Der Weg in den Viertelfinal ist also steinig und hart. «Wir sind gut beraten, Spiel für Spiel zu nehmen», sagt Lichtsteiner, «alles andere wäre fahrlässig.»

Stephan Lichtsteiner ist wie Valon Behrami ein Mentalitätsmonster. Auf und neben dem Platz. Unerbittlich, kompromisslos, zielstrebig. Früher agierte er manchmal zu wild und zu forsch, daran hat er gearbeitet, ohne von seiner Aggressivität zu verlieren.

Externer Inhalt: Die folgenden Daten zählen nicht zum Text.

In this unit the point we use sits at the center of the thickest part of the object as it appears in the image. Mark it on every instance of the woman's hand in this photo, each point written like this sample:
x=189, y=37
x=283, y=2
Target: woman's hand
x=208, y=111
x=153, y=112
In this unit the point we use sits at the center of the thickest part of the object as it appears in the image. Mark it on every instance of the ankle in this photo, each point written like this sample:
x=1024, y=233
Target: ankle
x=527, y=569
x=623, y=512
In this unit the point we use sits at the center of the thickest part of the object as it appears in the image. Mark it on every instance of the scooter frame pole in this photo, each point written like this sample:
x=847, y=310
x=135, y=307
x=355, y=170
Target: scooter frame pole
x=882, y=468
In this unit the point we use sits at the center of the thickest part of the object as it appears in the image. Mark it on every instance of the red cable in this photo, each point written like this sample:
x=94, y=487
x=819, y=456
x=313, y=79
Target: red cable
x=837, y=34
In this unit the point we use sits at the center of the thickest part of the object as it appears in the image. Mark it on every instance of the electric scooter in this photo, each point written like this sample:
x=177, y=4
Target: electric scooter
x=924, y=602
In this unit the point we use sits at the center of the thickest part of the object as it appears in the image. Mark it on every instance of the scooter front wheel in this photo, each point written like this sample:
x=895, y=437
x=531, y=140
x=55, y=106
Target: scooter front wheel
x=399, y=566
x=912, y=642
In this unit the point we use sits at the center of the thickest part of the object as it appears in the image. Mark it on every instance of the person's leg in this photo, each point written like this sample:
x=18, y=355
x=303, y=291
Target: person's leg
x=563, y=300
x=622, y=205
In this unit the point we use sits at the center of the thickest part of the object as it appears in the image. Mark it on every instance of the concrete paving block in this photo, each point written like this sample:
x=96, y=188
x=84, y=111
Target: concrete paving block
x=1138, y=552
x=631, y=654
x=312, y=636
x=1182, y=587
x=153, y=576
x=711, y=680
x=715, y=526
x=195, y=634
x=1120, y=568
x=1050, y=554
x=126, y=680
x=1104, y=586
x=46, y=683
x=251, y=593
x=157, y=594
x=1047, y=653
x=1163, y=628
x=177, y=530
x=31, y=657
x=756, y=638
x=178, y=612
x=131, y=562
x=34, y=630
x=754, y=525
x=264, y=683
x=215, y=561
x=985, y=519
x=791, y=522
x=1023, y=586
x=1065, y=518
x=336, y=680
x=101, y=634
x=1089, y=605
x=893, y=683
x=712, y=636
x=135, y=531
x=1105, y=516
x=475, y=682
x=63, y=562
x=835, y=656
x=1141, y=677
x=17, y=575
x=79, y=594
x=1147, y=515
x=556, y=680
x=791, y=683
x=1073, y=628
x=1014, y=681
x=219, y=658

Und nun steht er am Sonntag im WM-Startspiel vor einer seiner grössten Herausforderungen. Sein direkter Gegenspieler wird Neymar sein, mit einer Ablösesumme von fast 250 Millionen Franken teuerster Fussballer der Geschichte. Der brasilianische Superstar von Paris Saint-Germain kehrte vor bald zwei Wochen nach über dreimonatiger Verletzungspause beeindruckend brillant zurück.

Neymar schoss in den Testspielen gegen Kroatien und Österreich zwei wunderschöne Treffer. Er ist Brasiliens Hoffnungsträger, die südamerikanische Auswahl ist WM-Topfavorit. «Für solche Partien trainieren wir», sagt Lichtsteiner. «Wir haben gegen Brasilien nichts zu verlieren.»

Das Lob des Trainers

Es wäre angesichts des fortgeschrittenen Alters von Lichtsteiner logisch, würde er nach der WM aus dem Nationalteam zurücktreten. Doch das ist alles andere als sicher. Er will weitermachen, immer weiter. Und wieso sollte er als Arsenal-Professional nicht mehr Nationalspieler sein?

Man darf gespannt sein, wie er sich entscheiden wird. Das hängt gewiss auch vom Abschneiden an der Weltmeisterschaft ab. Sein Vorgesetzter ist jedenfalls froh, eine derart ausgeprägte Führungskraft wie Lichtsteiner im Kader zu haben. «Seine Einstellung ist grossartig, seine Klasse unbestritten», sagt Nationaltrainer Vladimir Petkovic. «Und es ist gut, spricht Stephan Lichtsteiner auch unangenehme Themen an.»

Interessanterweise besitzt die Schweiz auf keiner anderen Feldspielerposition eine so hohe Leistungsdichte wie auf jener von Lichtsteiner. Der Kampf um seine Nachfolge als Rechtsverteidiger ist sinnbildlich für die nationale Auswahl. Mit Michael Lang und Silvan Widmer stehen zwei starke Akteure mit reinen Schweizer Wurzeln zur Verfügung. Und mit Kevin Mbabu sowie Florent Hadergjonaj auch zwei Aufsteiger mit Migrationshintergrund.